そこで必要になるのが、事象の共通点に着目することです。まずは、「○○は△△である」あるいは「◇◇は☆☆する」といえないか考えてみるといいでしょう。たとえば、「規制はビジネスチャンスを生み出す」などです。
すべての事象に当てはまる必要はありません。まずはN=3で構わないので、文章として普遍性がありそうなことをいえないか考えてみましょう。
共通点に着目し「So What?」を問う
モデル化にあたっては、単に皆が思いつくことや表層にとどまらず、一歩深い洞察をし、言語化できれば価値が増します。

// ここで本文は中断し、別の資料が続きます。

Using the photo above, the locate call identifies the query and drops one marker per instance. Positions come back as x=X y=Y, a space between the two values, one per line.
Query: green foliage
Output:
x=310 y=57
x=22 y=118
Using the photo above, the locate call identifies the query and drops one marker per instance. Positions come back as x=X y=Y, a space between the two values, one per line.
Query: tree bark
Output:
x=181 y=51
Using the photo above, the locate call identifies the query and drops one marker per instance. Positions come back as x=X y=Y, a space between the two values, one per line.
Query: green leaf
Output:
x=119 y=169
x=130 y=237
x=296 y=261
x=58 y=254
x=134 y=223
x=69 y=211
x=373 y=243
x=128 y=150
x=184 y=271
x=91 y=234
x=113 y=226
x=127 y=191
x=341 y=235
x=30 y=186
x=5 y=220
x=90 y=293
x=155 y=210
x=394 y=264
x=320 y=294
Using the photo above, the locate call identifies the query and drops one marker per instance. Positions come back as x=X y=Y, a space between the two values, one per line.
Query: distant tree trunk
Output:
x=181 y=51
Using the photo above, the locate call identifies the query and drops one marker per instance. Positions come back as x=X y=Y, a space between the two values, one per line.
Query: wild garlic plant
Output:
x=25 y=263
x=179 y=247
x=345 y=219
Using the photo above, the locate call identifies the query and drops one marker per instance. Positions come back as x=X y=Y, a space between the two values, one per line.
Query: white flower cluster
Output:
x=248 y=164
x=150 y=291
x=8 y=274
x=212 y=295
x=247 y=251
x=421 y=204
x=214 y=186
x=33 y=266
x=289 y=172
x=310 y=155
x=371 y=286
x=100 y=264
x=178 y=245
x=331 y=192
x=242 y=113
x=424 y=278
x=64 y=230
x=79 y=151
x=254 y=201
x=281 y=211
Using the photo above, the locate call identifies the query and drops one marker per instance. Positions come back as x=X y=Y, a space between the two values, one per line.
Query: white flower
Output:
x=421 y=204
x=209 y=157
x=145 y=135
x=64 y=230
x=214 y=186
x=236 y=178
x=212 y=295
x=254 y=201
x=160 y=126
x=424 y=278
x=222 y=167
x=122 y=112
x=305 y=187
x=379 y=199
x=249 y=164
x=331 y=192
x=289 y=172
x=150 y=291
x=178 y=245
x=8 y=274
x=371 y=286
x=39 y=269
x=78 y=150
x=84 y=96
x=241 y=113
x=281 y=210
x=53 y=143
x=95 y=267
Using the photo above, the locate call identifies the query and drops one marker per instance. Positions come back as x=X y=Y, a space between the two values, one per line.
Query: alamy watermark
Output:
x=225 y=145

たとえば、「組織文化とは○○のための装置である。○○を埋めよ」と問われたときに、皆さんは何と答えられるでしょうか。「組織の意思決定のスピードを上げるための装置」や「組織の一体感を高めるための装置」「新人を会社に染める装置」といった表現ができそうです。これはこれで間違いではありませんし、組織文化の効用としてよく指摘される点です。
ただ、ここでもうーひねりしてみましょう。例として組織文化に合わない人材に着目します。彼/彼女はどういう行動をとるでしょうか? 企業規模や業界の人材の流動性などによっても変わってきますが、組織文化に合わない人は、非常に居心地悪く感じて辞めてしまうことも多いでしょう。
この部分に着目すると、「組織文化とは排除のための装置」あるいは「組織文化は人材の選別装置」といった、やや突っ込んだモデル化もできるわけです。このモデルの定義を思いつけば、個性的な組織文化は、自社に合う人材の比率を上げることにつながるシステムとして機能させられることが分かるのです。